Berobat ke Psikolog, Why Not?
Semua orang pernah stres. Itu saya setuju. Bahwa lalu dari stres meningkat ke depresi, bisa juga terjadi. Setidaknya data Kementerian Kesehatan (Kemenkes) kita memang mencatat soal banyaknya warga Indonesia yang depresi dan mengalami gangguan mental emosional. Apa saja, sih, penyebabnya? Sebentar, saya beri satu data lagi, ya. Setelahnya pasti Sahabat NOVA kaget, sebab jawabannya bisa jadi tengah kita alami.
Riset kedua dibuat oleh lembaga luar negeri, Institute of the Future.
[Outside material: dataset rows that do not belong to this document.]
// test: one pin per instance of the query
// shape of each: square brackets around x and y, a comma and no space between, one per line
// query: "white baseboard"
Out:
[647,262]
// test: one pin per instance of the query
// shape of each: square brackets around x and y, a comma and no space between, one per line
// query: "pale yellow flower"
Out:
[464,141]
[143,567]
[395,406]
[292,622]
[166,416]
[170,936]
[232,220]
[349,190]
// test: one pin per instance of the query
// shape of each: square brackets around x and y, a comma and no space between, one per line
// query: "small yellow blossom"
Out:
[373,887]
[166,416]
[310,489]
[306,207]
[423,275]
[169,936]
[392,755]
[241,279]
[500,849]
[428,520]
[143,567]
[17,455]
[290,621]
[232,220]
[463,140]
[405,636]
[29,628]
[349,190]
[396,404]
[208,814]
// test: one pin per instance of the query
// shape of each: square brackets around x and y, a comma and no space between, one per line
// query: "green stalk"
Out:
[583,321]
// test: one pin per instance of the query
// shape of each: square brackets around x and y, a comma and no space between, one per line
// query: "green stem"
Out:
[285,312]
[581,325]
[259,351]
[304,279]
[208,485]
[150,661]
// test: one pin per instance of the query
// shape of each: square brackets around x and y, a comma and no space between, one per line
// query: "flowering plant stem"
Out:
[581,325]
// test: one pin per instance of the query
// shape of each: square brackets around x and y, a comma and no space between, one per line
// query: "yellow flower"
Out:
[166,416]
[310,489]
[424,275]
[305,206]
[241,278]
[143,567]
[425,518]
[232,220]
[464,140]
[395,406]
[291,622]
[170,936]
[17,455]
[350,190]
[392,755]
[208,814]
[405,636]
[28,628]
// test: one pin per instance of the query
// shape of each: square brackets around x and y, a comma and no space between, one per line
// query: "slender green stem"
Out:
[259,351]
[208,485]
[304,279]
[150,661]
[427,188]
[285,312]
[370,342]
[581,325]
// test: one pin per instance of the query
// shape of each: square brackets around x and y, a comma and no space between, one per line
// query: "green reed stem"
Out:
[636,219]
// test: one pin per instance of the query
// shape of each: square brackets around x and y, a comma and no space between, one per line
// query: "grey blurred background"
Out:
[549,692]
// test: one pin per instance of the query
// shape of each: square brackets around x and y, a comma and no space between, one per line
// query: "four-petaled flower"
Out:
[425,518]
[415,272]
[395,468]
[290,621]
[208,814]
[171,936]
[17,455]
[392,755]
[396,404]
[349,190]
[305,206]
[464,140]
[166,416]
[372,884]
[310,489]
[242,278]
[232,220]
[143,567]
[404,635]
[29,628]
Hasil penelitiannya berjudul Six Drivers of Change. Isinya tentang 6 hal yang mengubah dunia kita. Salah satunya soal reputasi pribadi dan identitas online. Mulai menarik, kan! Menurut riset itu, sekarang kita menghidupi citra diri baru dalam dunia digital. Dan itu harus dijaga baik-baik. Lewat selfie cantik, serta foto makanan enak dan kegiatan seru di tempat paling Instagrammable.
Saya jadi ikut bertanya-tanya. Pernahkah kita demi tambahan likes, followers, dan subscribers, menampilkan diri yang berbeda? Senyum palsu, pencitraan palsu? Atau kalau terima likes tinggi, kita senang. Tapi saat hanya belasan, dunia seperti tak menganggap kita ada. Perhatian kita dipenuhi dengan hal-hal apa saja yang bisa membuat reputasi diri di medsos naik. Like dan comment menjadi pengendali kebahagiaan. Seram, tapi sejujurnya itu yang sebagian besar kita hidupi sekarang.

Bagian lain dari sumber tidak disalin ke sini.